Performers clad in holiday-themed outfits dance in a shopping mall in Kuala Lumpur in this file photo, the Sabah state has declared Christmas Eve as a new holiday. (Photo by Mohd Rasfan/AFP)
The Muslim chief minister of Sabah in Malaysia has ramped up the celebratory mood among Christians in the state by adding Dec. 24 or Christmas Eve as a new public holiday.
The neighboring state of Sarawak is also thinking of declaring Christmas Eve a holiday, local reports said.
"The additional public holiday will enable those celebrating Christmas to return home earlier," Sabha Cheif Minister Mohd Shafie Apdal said when launching the five-day Kota Kinabalu Christmas Carnival in the state capital on Dec. 11.

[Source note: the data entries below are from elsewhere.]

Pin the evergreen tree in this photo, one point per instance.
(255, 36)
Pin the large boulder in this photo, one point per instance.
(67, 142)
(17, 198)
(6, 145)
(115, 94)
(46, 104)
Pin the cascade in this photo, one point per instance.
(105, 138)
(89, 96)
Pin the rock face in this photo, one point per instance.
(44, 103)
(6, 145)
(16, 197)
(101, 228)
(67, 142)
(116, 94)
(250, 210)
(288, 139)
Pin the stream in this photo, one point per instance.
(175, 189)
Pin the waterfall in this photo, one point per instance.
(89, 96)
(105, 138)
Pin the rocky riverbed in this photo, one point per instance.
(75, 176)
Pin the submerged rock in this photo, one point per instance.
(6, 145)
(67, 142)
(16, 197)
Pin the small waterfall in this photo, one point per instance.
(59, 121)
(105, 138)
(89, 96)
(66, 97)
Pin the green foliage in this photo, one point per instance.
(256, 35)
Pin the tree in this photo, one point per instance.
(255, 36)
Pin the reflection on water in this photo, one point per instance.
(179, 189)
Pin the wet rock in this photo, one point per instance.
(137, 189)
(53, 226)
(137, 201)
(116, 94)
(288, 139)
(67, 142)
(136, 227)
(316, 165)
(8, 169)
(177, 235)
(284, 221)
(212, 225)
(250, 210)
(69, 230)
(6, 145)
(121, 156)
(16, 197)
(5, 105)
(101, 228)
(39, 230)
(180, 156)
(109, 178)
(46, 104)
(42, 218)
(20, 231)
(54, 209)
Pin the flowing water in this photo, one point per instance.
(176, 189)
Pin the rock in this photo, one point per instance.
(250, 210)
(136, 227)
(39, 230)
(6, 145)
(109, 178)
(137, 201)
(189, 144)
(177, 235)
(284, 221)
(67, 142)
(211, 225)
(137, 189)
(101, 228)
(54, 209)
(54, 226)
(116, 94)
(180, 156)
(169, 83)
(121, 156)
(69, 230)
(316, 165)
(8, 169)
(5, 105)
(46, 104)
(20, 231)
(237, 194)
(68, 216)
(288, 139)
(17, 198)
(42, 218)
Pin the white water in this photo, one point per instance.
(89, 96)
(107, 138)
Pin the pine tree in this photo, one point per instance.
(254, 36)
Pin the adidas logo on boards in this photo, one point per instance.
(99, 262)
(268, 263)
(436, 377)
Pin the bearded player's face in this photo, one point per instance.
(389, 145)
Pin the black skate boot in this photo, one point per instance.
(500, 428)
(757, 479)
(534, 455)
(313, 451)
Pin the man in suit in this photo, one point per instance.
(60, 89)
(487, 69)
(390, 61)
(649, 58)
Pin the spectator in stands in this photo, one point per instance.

The state is the first in Malaysia to add the Christian celebration to the list of two-day public holidays accorded to significant festivals in the country after Eid al-Fitr and Chinese New Year.
For many Christians in Malaysia, Christmas celebrations can be a minefield. Decades of Islamization and the steady rise of Islamic conservatism in the South-East Asian nation has led to anti-Christian rhetoric forcing restraint when observing such religious events.
The social situation remains different in the Malaysian states of Sabah and Sarawak. Both have a large number of Christians, making Christmas an event to celebrate with family and friends.
Announcing the extra holiday to cheers from thousands at the carnival, Shafie said the state cabinet had endorsed the decision, and it would be observed annually starting this year.
"This is a testament that we respect all cultures and religions, and [that we] want the harmony in Sabah to continue.
"Harmony is the key to the development and progress of our country. As such, we need to maintain unity for our beloved Sabah state," national news agency Bernama quoted him as saying.
The move by the Sabah government surprised many as it comes at a time when anti-non-Muslim rhetoric has swelled in Peninsular Malaysia, which observers note is widening communal divisions.
Rising religious tensions have been linked to the stunning defeat of the previous federal government, which was led by disgraced former prime minister Najib Razak and who is now on trial for corruption.
Observers have noted that some Islamists in the country are preaching hate and accusing the current government of promoting liberalism, an anathema to conservative Muslims.
A Christmas function in Sabah last year was the target of the Islamist Pas, or Parti Islam Se-Malaysia (PAS).
PAS activists accused the state government of promoting Christian evangelization by allowing the event that was also attended by Muslims.